Poyner said the crash is a case of negligence, "enough for me to take it to a jury."
Watts was on parole for a 2007 conviction in San Joaquin County for possession of a firearm by a felon, state corrections officials said.
His previous record, from 1998, listed possession of marijuana for sale and possession of a destructive device.
Trying to build new life
Watts had a long-standing commercial driver's license with authorization to pilot tankers and trucks that carry hazardous materials.
He previously worked for nine years as a commercial truck driver, he said.
But he did not have state authorization to drive a passenger bus, according to the Department of Motor Vehicles.
Watts said he had made a few "mistakes" in the past but said he was trying to do the right thing this time around by getting a job so he could support his family.

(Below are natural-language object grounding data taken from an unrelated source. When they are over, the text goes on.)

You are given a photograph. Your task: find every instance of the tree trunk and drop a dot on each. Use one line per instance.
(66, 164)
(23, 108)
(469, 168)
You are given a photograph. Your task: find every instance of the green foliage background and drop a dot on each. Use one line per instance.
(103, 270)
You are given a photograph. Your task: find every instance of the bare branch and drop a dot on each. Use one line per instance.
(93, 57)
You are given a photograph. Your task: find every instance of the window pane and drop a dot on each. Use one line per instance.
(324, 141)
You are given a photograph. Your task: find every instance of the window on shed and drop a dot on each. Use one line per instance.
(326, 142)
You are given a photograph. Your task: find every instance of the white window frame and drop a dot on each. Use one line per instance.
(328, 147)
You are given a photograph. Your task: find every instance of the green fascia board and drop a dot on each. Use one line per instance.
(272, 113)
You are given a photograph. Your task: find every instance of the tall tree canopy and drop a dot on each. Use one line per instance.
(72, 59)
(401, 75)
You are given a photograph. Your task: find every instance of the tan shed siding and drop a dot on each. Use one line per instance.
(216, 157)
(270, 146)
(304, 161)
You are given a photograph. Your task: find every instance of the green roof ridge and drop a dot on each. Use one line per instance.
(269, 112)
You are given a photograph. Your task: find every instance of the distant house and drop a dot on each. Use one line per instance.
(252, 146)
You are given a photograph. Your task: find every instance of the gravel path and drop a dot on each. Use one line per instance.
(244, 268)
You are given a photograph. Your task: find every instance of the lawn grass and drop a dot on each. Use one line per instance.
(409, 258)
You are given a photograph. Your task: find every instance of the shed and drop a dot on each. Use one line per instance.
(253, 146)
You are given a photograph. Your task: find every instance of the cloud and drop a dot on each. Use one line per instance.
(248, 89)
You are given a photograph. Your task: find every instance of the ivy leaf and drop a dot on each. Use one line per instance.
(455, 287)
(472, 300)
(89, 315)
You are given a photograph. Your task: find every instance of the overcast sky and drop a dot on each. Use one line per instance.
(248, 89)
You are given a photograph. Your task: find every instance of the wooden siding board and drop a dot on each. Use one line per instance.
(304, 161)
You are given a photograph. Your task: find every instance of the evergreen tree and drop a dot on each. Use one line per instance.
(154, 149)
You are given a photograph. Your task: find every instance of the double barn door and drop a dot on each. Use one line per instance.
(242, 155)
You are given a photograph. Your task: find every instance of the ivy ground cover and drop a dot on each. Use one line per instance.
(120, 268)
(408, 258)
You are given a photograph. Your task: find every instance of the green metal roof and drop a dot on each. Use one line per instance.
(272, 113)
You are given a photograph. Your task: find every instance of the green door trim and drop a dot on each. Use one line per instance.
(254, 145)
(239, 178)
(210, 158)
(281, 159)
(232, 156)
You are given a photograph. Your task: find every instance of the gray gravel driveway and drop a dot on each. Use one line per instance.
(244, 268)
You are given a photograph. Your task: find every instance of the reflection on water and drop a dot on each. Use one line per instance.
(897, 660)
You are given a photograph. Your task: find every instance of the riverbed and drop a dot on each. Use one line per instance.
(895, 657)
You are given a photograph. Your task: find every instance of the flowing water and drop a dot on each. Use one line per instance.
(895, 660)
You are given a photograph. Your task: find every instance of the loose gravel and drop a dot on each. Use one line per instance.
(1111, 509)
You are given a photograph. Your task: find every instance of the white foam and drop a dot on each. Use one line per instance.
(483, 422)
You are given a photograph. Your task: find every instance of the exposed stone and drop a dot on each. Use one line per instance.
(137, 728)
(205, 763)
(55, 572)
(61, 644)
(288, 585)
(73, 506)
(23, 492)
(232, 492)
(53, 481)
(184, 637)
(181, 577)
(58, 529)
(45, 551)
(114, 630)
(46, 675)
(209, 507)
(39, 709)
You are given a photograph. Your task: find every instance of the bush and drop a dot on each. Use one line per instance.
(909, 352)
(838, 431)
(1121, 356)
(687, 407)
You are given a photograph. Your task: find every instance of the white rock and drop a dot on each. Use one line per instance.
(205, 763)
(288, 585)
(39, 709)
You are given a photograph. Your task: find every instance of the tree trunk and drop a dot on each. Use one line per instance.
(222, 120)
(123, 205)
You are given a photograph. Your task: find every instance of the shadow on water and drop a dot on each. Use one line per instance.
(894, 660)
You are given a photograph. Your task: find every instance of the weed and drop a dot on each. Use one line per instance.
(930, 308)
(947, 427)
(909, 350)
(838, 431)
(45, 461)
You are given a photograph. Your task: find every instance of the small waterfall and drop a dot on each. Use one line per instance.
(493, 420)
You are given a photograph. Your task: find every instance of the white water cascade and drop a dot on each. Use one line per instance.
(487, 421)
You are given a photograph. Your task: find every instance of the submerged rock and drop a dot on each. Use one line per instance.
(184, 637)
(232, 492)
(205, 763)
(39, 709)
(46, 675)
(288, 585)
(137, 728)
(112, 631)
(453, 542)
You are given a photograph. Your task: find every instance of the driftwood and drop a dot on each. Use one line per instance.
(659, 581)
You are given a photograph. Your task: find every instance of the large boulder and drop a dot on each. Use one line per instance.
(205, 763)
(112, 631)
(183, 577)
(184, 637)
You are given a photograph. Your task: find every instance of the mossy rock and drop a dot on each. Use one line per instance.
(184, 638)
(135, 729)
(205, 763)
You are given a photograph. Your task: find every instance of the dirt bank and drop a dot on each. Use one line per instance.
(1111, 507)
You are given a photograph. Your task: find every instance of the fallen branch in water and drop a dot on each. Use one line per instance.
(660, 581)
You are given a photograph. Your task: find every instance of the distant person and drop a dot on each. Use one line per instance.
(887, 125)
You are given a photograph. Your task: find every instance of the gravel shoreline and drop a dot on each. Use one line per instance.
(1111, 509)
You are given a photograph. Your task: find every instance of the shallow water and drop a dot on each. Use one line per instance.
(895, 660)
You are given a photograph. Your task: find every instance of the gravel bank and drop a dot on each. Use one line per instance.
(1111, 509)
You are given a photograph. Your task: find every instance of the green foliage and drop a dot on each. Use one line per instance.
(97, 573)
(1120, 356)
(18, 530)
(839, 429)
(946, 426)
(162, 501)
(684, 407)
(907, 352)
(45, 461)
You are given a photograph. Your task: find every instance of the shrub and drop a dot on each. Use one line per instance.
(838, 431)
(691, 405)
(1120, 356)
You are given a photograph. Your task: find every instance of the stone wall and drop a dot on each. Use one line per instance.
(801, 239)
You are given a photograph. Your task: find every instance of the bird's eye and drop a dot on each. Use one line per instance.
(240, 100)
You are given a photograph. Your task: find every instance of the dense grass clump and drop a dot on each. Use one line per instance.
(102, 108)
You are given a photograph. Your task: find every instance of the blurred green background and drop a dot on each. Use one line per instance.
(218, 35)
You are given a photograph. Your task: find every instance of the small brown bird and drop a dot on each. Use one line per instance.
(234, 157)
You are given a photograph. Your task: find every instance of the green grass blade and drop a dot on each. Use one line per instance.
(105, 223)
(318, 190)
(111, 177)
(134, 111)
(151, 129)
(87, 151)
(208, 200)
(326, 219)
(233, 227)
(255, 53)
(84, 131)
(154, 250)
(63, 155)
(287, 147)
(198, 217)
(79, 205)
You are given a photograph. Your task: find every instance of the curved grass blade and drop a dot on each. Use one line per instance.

"I'm not out there selling drugs," he said. "I'm trying to do the right things out there."
At least one victim family member last week said he doesn't hold a grudge against Watts.
"I think people should forgive him," Thomas Vang said. "He made a mistake. He did not intentionally kill these passengers. He did not use knives or a gun."
Thomas Vang's father died in the crash and his mother was paralyzed from the neck down. Vang said his mother lived for seven months in bed after the crash with a breathing tube in her neck before her kidneys and heart failed, making her the 11th victim.
His mother did not speak much after the crash because of the tube in her throat, he said. But she told her son the driver was new and drove faster than other drivers. She said she, her husband and other passengers were napping.
"She said they woke up and people were screaming and crying, then everything was quiet," Vang said.
Vang said he accepts whatever punishment the court decides to give Watts.
"The government makes the laws," he said. "Whatever it is, do as the law says, but I have no (desire) to push them to do more."